La dottoressa Paola Bonetti con Matteo Zipponi, Presidente del Rotary Club Venezia Mestre
Cosa vuol dire sostenibilità nella Casa dell’Ospitalità di Venezia?

«Per noi la sostenibilità ha tante sfaccettature – ha raccontato Bonetti – in tema ambientale stiamo lavorando alla creazione di una comunità energetica che metterà insieme l’impianto fotovoltaico della nostra rinnovata sede di Mestre, per cui abbiamo ricevuto un contributo regionale, con i nostri due appartamenti e con altre case di famiglie che si trovano nei paraggi ma in condizioni economiche svantaggiate. Non puntiamo solo al risparmio ma alla creazione di un sistema che si regga sulla collaborazione e condivisione. Inoltre cerchiamo di re-impiegare il più possibile i nostri ospiti, perché siamo convinti che il reinserimento nella società abbia un costo molto inferiore, sia economico che sociale, rispetto all’emarginazione».

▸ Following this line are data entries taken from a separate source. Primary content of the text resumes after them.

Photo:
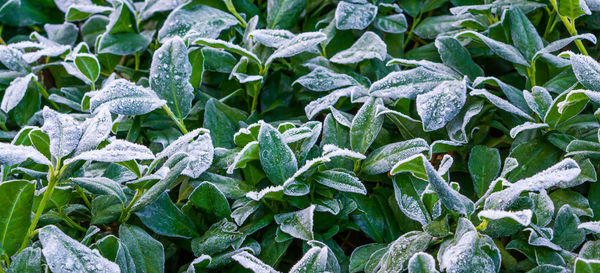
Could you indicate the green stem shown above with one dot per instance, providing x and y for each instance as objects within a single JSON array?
[
  {"x": 38, "y": 213},
  {"x": 177, "y": 121},
  {"x": 70, "y": 221},
  {"x": 126, "y": 212},
  {"x": 232, "y": 9},
  {"x": 46, "y": 95}
]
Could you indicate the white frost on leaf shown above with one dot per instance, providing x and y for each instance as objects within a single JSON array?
[
  {"x": 298, "y": 224},
  {"x": 117, "y": 151},
  {"x": 126, "y": 98},
  {"x": 408, "y": 83},
  {"x": 15, "y": 154},
  {"x": 253, "y": 263},
  {"x": 65, "y": 255},
  {"x": 15, "y": 92},
  {"x": 368, "y": 46},
  {"x": 63, "y": 130},
  {"x": 437, "y": 107},
  {"x": 354, "y": 15}
]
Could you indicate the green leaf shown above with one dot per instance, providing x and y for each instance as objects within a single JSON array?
[
  {"x": 15, "y": 213},
  {"x": 283, "y": 14},
  {"x": 147, "y": 253},
  {"x": 340, "y": 180},
  {"x": 573, "y": 9},
  {"x": 368, "y": 46},
  {"x": 350, "y": 15},
  {"x": 484, "y": 166},
  {"x": 88, "y": 65},
  {"x": 458, "y": 57},
  {"x": 164, "y": 218},
  {"x": 299, "y": 224},
  {"x": 276, "y": 157},
  {"x": 64, "y": 254},
  {"x": 421, "y": 262},
  {"x": 170, "y": 74},
  {"x": 125, "y": 98},
  {"x": 29, "y": 260},
  {"x": 101, "y": 185},
  {"x": 15, "y": 92},
  {"x": 437, "y": 107},
  {"x": 365, "y": 126},
  {"x": 209, "y": 198}
]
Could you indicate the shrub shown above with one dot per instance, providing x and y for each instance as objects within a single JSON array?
[{"x": 299, "y": 135}]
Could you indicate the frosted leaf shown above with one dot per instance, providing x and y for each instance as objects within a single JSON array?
[
  {"x": 65, "y": 255},
  {"x": 341, "y": 181},
  {"x": 272, "y": 37},
  {"x": 200, "y": 154},
  {"x": 437, "y": 107},
  {"x": 539, "y": 100},
  {"x": 15, "y": 154},
  {"x": 247, "y": 154},
  {"x": 354, "y": 15},
  {"x": 180, "y": 144},
  {"x": 170, "y": 74},
  {"x": 400, "y": 251},
  {"x": 470, "y": 252},
  {"x": 587, "y": 71},
  {"x": 433, "y": 66},
  {"x": 383, "y": 159},
  {"x": 15, "y": 92},
  {"x": 395, "y": 23},
  {"x": 500, "y": 103},
  {"x": 591, "y": 226},
  {"x": 513, "y": 94},
  {"x": 323, "y": 79},
  {"x": 249, "y": 261},
  {"x": 101, "y": 185},
  {"x": 117, "y": 151},
  {"x": 12, "y": 58},
  {"x": 299, "y": 224},
  {"x": 522, "y": 217},
  {"x": 95, "y": 130},
  {"x": 126, "y": 98},
  {"x": 192, "y": 21},
  {"x": 323, "y": 103},
  {"x": 268, "y": 191},
  {"x": 154, "y": 6},
  {"x": 330, "y": 150},
  {"x": 368, "y": 46},
  {"x": 319, "y": 258},
  {"x": 229, "y": 47},
  {"x": 449, "y": 197},
  {"x": 301, "y": 43},
  {"x": 457, "y": 127},
  {"x": 504, "y": 51},
  {"x": 407, "y": 84},
  {"x": 421, "y": 262},
  {"x": 63, "y": 130},
  {"x": 561, "y": 172}
]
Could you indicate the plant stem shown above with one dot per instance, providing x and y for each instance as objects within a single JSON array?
[
  {"x": 38, "y": 213},
  {"x": 177, "y": 121}
]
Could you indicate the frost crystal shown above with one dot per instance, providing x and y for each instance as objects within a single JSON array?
[
  {"x": 126, "y": 98},
  {"x": 117, "y": 151},
  {"x": 65, "y": 255},
  {"x": 63, "y": 130},
  {"x": 368, "y": 46},
  {"x": 354, "y": 16},
  {"x": 15, "y": 92}
]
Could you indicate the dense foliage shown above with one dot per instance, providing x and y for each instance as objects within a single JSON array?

«Anche in materia di spreco alimentare cerchiamo di fare la nostra parte – conclude – infatti se una parte dei pasti che distribuiamo li acquistiamo da una cooperativa sociale, l’altra proviene dal progetto del comune “Mensa che non spreca”, recuperando cibo dalle scuole. Una parte di questo viene servito ma quello che si può conservare viene distribuito attraverso il nostro emporio solidale, attivo dal 2018, che solo lo scorso anno ha messo a disposizione 2920 spese per 252 tonnellate di cibo, l’accesso è dedicato a chi ne ha bisogno e alle famiglie segnalate dall’amministrazione, che possono fare acquisti con una tessera a punti. Oltre a me, al Direttore Francesco Pilli, ai consiglieri e al personale, possiamo poi contare su una rete di circa 70 volontari che, uniti nell’associazione “Venezia Prossima”, ci permettono di dare forma ad attività di raccolta fondi tutto l’anno per sostenere questa struttura a cui, anche da Alda Merini in visita nel 1998, donò una poesia».